Vectorize a for loop to fill row


I attempted to vectorize the following:

for i = 2:n
    mat = NaN(m,i);
    for j = 1:m
        mat(j,:) = getVal(i);
    end
    num(i) = max(mat(:));
end

into

for i = 2:n
    mat = NaN(m,i);
    j = 1:m;
    mat(j,:) = getVal(i);
    num(i) = max(mat(:));
end

But, MATLAB is giving me an error: "Subscripted assignment dimension mismatch" I'm not sure where my code went wrong?

Also, is it possible to vectorize the whole nested for loop, instead of just the inner loop?

Thanks!

Edit: My apologies, the function getVal() returns a random vector of size 'i'. This is used to fill the matrix's rows in the code provided, hence this post's question title "Vectorize a for loop to fill row". Sorry if that wasn't clear.

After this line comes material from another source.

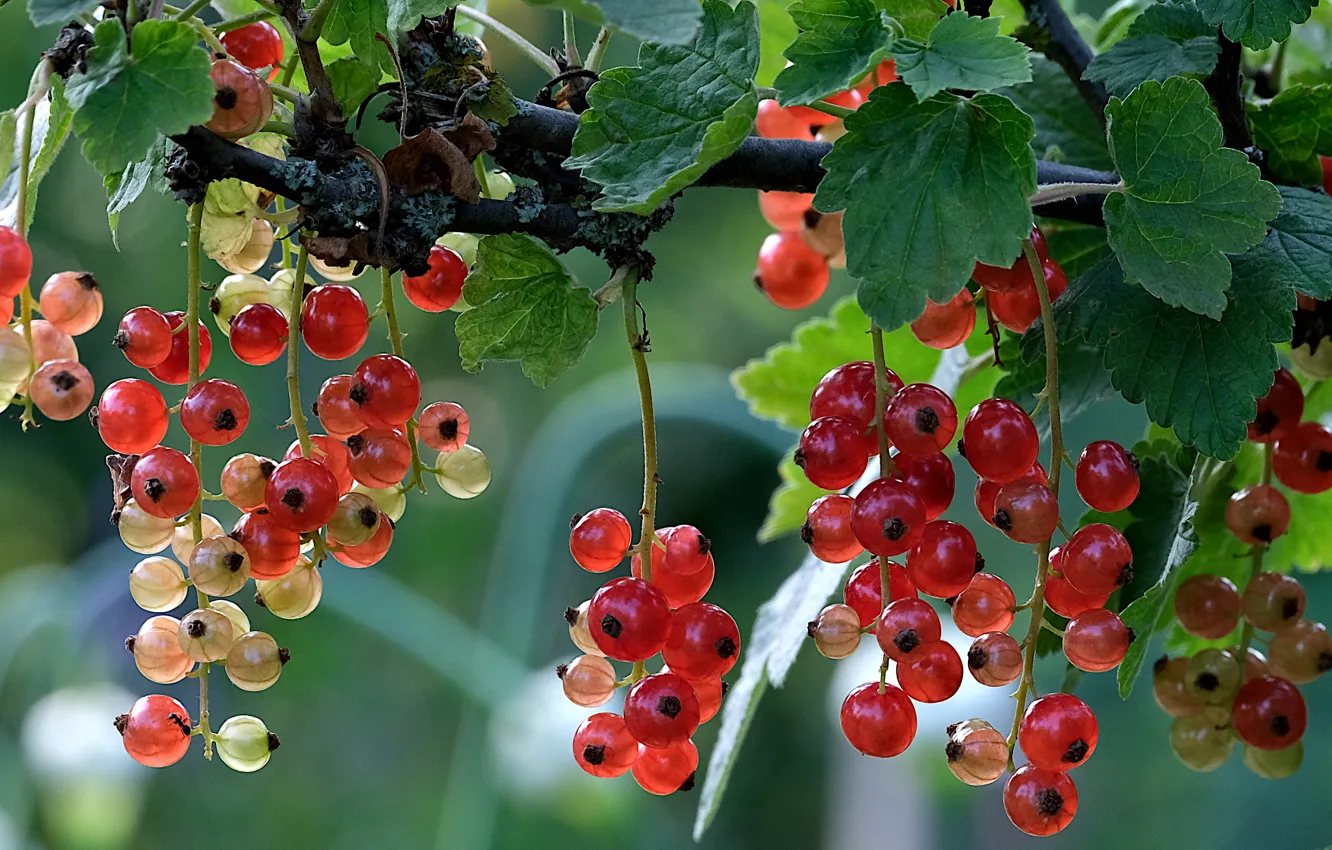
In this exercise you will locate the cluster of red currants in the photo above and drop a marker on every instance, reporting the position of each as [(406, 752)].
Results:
[(898, 513), (634, 618)]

Sample Data: For i = 2, the output would be as follows: Matrix Output 1 The rows of the matrix are filled one at a time in the inner loop. For i = 3, it'd be the same as above, with 3 columns instead: Matrix Output 2

Hope that's clear?

Edit 2: I've just tried using repmat as advised by Cris Luengo's solution. This is my output: Matrix Output with repmat. I need the function getVal to be run each time, instead of simply running it once and copying its contents down the rows.

Edit 3: Alright, here is my function getVal(i):

function [A] = getVal(m)
    X = normrnd(0,1,[m,m]);
    A = triu(X) + triu(X)';
    A = A - diag(diag(A))/2;
    A = eig(A)';
end

Solution

  • From your examples, getVal(i) doesn't keep returning same outputs for repeated calls to it. As I don't have your code, I simulated that behaviour using:

    function out = getVal(i)
       out = rand(1, i);
    end
    

    Now, if you cannot touch getVal but want to have everything vectorized, I would use arrayfun (https://www.mathworks.com/help/matlab/ref/arrayfun.html)

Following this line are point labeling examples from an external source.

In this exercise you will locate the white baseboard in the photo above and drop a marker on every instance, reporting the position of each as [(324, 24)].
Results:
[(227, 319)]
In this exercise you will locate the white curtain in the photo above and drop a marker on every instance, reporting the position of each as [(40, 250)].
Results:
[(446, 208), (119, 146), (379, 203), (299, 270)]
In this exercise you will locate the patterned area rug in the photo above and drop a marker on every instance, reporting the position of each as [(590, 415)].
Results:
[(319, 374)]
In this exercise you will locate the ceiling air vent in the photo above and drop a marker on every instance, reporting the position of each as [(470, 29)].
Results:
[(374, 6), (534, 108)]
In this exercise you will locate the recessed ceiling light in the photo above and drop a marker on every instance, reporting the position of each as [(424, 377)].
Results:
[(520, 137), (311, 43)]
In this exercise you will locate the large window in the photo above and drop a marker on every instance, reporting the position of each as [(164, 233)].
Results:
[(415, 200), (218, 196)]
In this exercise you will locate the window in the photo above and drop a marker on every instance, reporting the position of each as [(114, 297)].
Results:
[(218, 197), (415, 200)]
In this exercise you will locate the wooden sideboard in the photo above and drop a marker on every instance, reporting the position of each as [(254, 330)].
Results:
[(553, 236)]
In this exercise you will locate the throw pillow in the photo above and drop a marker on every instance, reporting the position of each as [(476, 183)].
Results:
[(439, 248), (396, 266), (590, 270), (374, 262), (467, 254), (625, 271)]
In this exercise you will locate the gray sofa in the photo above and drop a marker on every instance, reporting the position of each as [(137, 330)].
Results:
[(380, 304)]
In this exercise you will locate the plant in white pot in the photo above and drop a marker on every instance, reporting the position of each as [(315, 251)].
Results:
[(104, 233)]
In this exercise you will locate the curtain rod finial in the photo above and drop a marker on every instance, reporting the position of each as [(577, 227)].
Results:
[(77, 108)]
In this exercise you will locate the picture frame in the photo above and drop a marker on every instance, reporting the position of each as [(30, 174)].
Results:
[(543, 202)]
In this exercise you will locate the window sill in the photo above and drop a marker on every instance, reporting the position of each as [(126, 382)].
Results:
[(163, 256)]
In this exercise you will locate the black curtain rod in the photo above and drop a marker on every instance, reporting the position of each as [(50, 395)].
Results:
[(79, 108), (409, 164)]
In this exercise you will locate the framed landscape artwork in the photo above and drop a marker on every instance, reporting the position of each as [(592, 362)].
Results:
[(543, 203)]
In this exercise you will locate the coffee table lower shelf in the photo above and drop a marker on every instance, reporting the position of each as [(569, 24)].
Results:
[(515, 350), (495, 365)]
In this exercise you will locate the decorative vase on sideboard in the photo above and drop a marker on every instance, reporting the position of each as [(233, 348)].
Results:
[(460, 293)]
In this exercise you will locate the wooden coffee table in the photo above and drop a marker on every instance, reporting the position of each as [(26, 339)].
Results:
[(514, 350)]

    mat = cell2mat(arrayfun(@getVal, repmat(i, m, 1), 'UniformOutput', false)); % UniformOutput is needed because output isn't a scalar. Cell2mat is used to convert to the same matrix as previously.
    

    The rest of your code is the same. Note that everything works as before, you just don't have loops.

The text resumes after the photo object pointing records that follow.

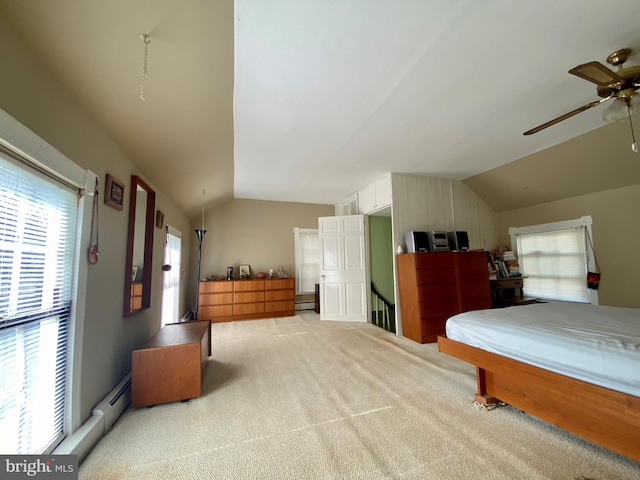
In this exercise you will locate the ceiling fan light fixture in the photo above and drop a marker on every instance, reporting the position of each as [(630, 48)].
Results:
[(617, 109)]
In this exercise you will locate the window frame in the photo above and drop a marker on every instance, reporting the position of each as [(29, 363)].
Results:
[(585, 222), (299, 264), (22, 143)]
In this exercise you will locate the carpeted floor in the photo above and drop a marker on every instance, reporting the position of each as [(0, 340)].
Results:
[(297, 398)]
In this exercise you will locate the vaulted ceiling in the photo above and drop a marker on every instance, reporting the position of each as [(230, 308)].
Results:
[(309, 101)]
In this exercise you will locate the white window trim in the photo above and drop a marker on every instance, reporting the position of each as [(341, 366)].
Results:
[(298, 261), (17, 138), (585, 221)]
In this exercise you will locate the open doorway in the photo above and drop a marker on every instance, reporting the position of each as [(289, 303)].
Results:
[(171, 275), (381, 256)]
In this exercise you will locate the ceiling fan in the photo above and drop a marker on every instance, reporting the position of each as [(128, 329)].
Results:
[(622, 85)]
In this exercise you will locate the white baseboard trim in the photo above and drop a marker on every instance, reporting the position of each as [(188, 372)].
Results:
[(310, 305), (82, 441)]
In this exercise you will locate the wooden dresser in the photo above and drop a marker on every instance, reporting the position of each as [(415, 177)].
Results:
[(226, 300), (170, 366), (434, 286)]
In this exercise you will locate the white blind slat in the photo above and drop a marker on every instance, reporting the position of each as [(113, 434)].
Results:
[(37, 241), (555, 264)]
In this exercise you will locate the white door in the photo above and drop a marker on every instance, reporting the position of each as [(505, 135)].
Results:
[(171, 277), (343, 273)]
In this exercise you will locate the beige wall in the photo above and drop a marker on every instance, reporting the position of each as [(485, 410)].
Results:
[(30, 94), (616, 229), (254, 232)]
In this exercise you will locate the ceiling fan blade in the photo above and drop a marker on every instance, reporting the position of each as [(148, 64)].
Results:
[(597, 73), (568, 115)]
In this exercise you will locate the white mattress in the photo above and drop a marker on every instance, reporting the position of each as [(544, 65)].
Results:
[(600, 345)]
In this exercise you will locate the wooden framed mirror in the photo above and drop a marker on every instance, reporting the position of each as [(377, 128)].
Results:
[(137, 281)]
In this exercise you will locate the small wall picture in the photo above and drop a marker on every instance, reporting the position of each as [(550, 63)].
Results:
[(159, 219), (134, 272), (113, 192), (244, 271)]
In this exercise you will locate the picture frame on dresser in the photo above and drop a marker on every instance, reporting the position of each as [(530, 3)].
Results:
[(244, 271)]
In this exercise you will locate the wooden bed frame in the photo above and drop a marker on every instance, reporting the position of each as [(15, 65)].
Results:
[(603, 416)]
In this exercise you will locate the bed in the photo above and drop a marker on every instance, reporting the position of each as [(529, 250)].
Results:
[(576, 366)]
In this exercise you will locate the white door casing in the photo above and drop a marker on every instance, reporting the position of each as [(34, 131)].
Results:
[(343, 270)]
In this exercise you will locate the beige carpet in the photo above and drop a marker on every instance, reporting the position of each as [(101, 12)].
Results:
[(297, 398)]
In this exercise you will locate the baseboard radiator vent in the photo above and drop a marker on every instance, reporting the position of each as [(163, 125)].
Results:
[(99, 424), (310, 305)]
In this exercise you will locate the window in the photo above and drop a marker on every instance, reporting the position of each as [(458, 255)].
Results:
[(554, 259), (37, 242), (307, 251), (171, 278)]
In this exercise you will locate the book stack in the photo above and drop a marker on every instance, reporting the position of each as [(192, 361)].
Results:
[(493, 273), (513, 267), (505, 264)]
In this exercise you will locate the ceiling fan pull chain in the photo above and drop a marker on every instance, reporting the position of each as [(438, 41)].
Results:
[(634, 145), (145, 39)]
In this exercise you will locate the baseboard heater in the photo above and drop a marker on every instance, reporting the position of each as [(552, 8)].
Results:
[(310, 305), (99, 424)]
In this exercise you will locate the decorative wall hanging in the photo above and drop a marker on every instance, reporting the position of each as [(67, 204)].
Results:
[(159, 219), (143, 80), (113, 192), (93, 246)]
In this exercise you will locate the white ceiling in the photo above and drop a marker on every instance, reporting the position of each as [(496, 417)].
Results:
[(320, 98)]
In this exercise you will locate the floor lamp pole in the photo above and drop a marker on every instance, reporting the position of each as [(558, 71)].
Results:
[(200, 235)]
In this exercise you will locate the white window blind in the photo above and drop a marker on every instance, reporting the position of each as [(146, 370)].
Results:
[(554, 263), (307, 251), (37, 234), (171, 278)]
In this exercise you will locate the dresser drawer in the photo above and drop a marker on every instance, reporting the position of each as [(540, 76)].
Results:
[(216, 287), (428, 276), (216, 299), (445, 308), (248, 297), (440, 291), (248, 285), (280, 284), (434, 260)]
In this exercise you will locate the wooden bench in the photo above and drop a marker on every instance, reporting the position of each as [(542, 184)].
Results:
[(170, 366)]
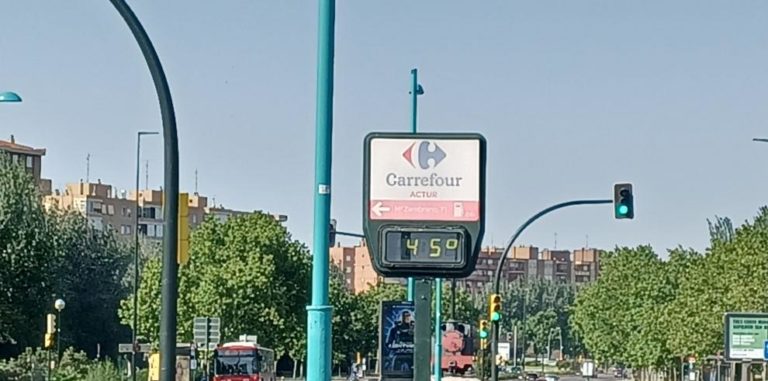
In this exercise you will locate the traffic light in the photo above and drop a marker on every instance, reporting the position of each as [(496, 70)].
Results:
[(50, 326), (623, 202), (332, 234), (484, 331), (48, 341), (494, 307), (183, 240)]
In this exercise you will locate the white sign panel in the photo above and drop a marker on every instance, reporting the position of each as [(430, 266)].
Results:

    But you still have the outer loop. Another arrayfun handles that:

    num = arrayfun(@(i, m) max(max(cell2mat(arrayfun(@getVal, repmat(i, m, 1), 'UniformOutput', false)))), 1:n, repmat(m, 1, n));
    

    Note that this does not calculate mat, but I assume it isn't really needed given it keeps getting rewritten for every i.

    But ... it isn't faster. I timed this with n=1000, m=1000 and your code with 2 loops gives me 7.3s, the first vectorized approach is done in 10.8s and the final one is done in 10.7s, and again the 2 loop approach ends in 7.1s this time.

    The obvious step to really speed up the code is to vectorize getVal - something I cannot help you with, as long as I have no idea what exactly it does. But if this upper rand approach gets done in about 5s if it returns the whole mat in a single step.